When pressure is applied to one of the sensors, a resulting signal
(captured via the corresponding traces) is received and digitized
(e.g., via multiplexer 302 and A-to-D converter 304) and may be
processed locally (e.g., by processor 306) and/or transmitted (via
wires or wirelessly) to a connected device (e.g., via a USB or
Bluetooth connection). The sensors may be selectively driven or
energized by the sensor circuitry (e.g., under the control of
processor 306 via D-to-A converter 308 and multiplexer 310)
resulting in the generation of the sensor signals.
[0055] In addition to transmission of data to and from a connected
device, power may be provided to the sensor circuitry via a wired
interface, e.g., a USB connection. Alternatively, systems that
transmit data wirelessly (e.g., via Bluetooth or wireless USB) may
provide power to the sensor circuitry using any of a variety of
mechanisms and techniques including, for example, using one or more
batteries, solar cells, and/or mechanisms that harvest mechanical
energy. The LTC3588 (provided by Linear Technology Corporation of
Milpitas, Calif.) is an example of an energy harvesting power
supply that may be used with at least some of these diverse energy
sources. Other suitable variations will be appreciated by those of
skill in the art. And as will be appreciated, the sensor circuitry
300 is merely an example. A wide range of sensor circuitry
components, configurations, and functionalities are contemplated.
An example of a device suitable for implementing processor 156 is
the C8051F380-GM controller provided by Silicon Labs of Austin,
Tex.
[0056] In some cases, the responses of the sensors in arrays
suitable for use with implementations enabled by the present
disclosure may exhibit variation relative to each other. Therefore,
calibrated sensor data may be stored (e.g., in memory 307 of
processor 306) representing the response of each of the sensors
over a range of applied forces and possibly other parameters as
well (e.g., temperature, pressure, humidity, etc.). Such data may
be used for ensuring consistency in the way the sensor outputs are
processed and/or used to represent applied forces. During
calibration, the output of each sensor (e.g., as captured by ADC
304) is measured for a range of known input forces. This may be
done, for example, by placing each sensor on a scale, applying
force to that sensor, and recording a value in memory for each of a
plurality of ADC values that represents a corresponding value
reported by the scale. In this way, a set of data points for each
sensor is captured (e.g., in a table in memory 307) associating ADC
values with corresponding forces (e.g., weights in grams or
kilograms). The data set for each sensor may capture a force value
for every possible value of the ADC output. Alternatively, fewer
data points may be captured and the sensor circuitry may use
interpolation to derive force values for ADC outputs not
represented in the data set.
[0057] Sensor data stored and/or used by sensor circuitry 300 may
also represent or account for simultaneous contributions from
multiple sensors (e.g., immediately adjacent or nearby sensors)
that allow for determinations of positional resolution that exceed
the positional resolution determined solely by the number of
sensors in the associated array.
[0058] According to a particular class of implementations depicted
in FIG. 4, a robotic manipulator member 400 is formed by conforming
a sensor array 402 (e.g., array 200 of FIG. 2 or any of the arrays
described below) to an underlying component 404 as depicted in FIG.
4. Component 404 (which may be, for example, a molded or 3D-printed
component) has a number of distinct exterior surfaces, some of
which may be substantially flat, others of which may have varying
degrees of curvature.
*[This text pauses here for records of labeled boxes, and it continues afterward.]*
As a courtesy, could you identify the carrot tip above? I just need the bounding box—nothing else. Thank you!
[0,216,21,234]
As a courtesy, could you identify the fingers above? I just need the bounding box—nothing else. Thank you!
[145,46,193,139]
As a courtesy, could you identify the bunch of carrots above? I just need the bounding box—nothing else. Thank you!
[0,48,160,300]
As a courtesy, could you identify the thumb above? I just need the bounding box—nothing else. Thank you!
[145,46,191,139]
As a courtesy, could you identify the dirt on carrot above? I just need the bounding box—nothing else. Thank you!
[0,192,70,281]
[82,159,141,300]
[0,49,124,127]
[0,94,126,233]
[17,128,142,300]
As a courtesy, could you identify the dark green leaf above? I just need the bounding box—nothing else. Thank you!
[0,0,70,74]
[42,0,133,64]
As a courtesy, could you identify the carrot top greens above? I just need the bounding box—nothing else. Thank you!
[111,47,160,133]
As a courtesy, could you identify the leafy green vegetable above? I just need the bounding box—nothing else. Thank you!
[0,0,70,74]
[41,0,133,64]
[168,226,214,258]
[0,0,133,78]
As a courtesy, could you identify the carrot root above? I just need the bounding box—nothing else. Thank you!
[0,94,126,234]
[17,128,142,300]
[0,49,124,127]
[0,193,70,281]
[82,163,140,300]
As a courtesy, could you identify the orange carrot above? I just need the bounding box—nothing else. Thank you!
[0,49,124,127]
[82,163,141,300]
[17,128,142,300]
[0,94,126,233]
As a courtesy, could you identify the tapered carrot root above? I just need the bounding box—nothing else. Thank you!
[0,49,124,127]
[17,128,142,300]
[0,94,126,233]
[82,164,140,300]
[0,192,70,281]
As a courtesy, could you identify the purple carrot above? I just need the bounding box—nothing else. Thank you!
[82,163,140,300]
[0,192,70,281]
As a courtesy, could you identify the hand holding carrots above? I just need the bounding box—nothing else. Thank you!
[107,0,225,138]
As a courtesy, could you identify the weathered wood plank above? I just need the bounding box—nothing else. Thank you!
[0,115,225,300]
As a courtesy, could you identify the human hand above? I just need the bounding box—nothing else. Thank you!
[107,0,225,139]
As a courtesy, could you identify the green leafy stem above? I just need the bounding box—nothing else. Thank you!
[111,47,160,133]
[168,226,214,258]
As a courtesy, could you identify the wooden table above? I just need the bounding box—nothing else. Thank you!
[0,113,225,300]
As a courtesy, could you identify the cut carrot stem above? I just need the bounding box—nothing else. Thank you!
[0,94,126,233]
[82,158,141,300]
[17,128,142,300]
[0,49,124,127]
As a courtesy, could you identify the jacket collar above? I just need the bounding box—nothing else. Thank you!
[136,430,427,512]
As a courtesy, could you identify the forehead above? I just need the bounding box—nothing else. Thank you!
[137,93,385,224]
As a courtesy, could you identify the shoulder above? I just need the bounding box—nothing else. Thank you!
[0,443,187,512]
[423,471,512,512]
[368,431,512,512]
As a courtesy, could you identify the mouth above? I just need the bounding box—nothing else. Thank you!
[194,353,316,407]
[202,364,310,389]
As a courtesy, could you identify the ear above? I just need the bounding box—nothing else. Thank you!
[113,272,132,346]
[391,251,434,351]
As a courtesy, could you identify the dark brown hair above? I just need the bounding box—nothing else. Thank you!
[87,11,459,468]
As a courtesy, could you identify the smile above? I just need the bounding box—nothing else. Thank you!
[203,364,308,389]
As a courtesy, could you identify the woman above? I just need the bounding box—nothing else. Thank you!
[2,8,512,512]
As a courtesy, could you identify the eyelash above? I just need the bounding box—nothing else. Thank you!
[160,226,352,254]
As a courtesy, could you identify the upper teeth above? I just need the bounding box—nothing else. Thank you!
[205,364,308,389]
The configuration of these exterior surfaces
and the shape and flexibility of sensor array 402 allow for
different portions of sensor array 402 to conform securely to
corresponding exterior surfaces. As will be appreciated, the better
the mechanical alignment of the sensors of array 402 to the
underlying exterior surfaces of component 404, the more reliable
the operation of the sensors. The depicted robotic manipulator
member 400 may operate as part of a robotic finger (e.g., a
fingertip). As will also be appreciated, the number and curvatures
of the exterior surfaces of the underlying component may vary
depending on the application and the shape and size of the sensor
array.
[0059] According to some implementations, the sensor circuitry
(e.g., sensor circuitry 300) that activates and reads the sensors
may be located adjacent the side of the substrate or printed
circuit board assembly (PCBA) opposite the side on which the sensor
trace patterns are located. This arrangement may be understood with
reference to the partial cross section of a robotic manipulator
member 502 shown in FIG. 5. In the depicted implementation, sensor
circuitry 504 is shown within the body of underlying component 505
(e.g., within a recess or aperture), immediately adjacent substrate
506 with which the sensor traces and signal routing traces (not
shown) are integrated.
[0060] Piezoresistive material 508 (which may be piezoresistive
fabric) is adjacent substrate 506 in contact with the sensor
traces. In this example, the piezoresistive material is shown as
being contiguous across the sensor array, but it will be
appreciated that the piezoresistive material may be deployed as
discontinuous pieces (e.g., patches or strips) as described
elsewhere herein. Piezoresistive material 508 may be attached to
substrate 506 with a pressure sensitive adhesive (PSA), preferably
at locations that do not interfere with the connection between the
piezoresistive material and the sensor traces. Alternatively,
piezoresistive material 508 may be attached to substrate 506 by
thermally bonding the piezoresistive material to the substrate
using, for example, a layer of thermoplastic polyurethane (TPU);
overlying the piezoresistive material and/or as substrate 506.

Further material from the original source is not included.